Brent and US crude futures fell on Friday and headed toward weekly losses as ample supply and bulging inventories continued to keep prices in check after a rally to 2015 peaks earlier in the week.

“Though the data showed US crude inventories fell last week, the products inventories were up, so it looks like the crude is just being turned into products,” said Dominick Chirichella, senior partner at the Energy Management Institute in New York.
Crude futures turned lower after gaining earlier in the day on news that US job growth rebounded last month and also from data showing strong Chinese crude oil imports in April.

Brent June crudewas down 81 cents at $64.73 a barrel at 11:02 a.m. EDT (1502 GMT).
Off more than 2 percent for the week after hitting a 2015 peak at $69.63 Wednesday, Brent is poised to snap a string of four weekly gains.
US June crude was down 36 cents at $58.58 a barrel.
After reaching its 2015 peak at $62.58 on Wednesday, US crude was on pace to post a small weekly loss after eight consecutive weekly gains.
Government data showing US crude stocks fell last week helped spark Wednesday’s rally, but the report also showed gasoline and distillate stockpiles rose.
Crude prices tumbled on Thursday as a resurgent dollar helped pressure dollar-denominated oil, and the US currency was up again on Friday.

Data on Friday showed China’s crude oil imports hit a record high in April, but traders noted that low prices encouraged stockpiling and pointed to plunging coal and copper imports as signs of slowed economic growth.
Nonfarm payrolls increased 223,000 in the US in April, but March payrolls were revised lower to only 85,000, the least since June 2012.
Analysts said Brent seemed capped around $70 as oversupply continued and US producers, who have sharply reduced drilling in recent months of low prices, could increase production as prices rise.

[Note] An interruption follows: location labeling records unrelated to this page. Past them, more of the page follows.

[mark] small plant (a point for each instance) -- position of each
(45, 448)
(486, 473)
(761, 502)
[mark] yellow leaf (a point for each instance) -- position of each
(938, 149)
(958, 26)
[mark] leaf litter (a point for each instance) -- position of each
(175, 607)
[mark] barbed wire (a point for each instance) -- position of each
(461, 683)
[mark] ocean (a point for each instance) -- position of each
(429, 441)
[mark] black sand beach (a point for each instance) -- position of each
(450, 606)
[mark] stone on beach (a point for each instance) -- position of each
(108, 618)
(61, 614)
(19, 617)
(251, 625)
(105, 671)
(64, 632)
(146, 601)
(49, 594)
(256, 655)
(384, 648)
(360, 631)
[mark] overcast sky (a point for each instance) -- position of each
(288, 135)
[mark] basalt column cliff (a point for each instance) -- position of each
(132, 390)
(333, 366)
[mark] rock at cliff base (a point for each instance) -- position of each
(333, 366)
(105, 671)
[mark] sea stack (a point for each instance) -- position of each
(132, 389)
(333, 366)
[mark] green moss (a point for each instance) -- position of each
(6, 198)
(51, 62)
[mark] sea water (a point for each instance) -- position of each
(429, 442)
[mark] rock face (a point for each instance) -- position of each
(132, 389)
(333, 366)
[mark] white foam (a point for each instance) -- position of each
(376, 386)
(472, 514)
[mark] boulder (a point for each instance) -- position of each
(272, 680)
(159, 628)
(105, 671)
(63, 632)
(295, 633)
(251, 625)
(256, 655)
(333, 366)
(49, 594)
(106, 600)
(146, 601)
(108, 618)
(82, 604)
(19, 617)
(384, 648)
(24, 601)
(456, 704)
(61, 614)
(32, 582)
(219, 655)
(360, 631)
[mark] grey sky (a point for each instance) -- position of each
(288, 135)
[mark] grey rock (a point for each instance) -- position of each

“The small drop in US production in recent weeks certainly does not justify the 30-40 percent price increase” since January, said Hans van Cleef, senior energy economist with ABN AMRO.
“The oil market is still very much supply-driven, and in the end, we face a huge oversupply.”
Later on Friday, oil services company Baker Hughes will publish its weekly US oil rig count, a key data point for the industry’s activity which has declined for 21 straight weeks.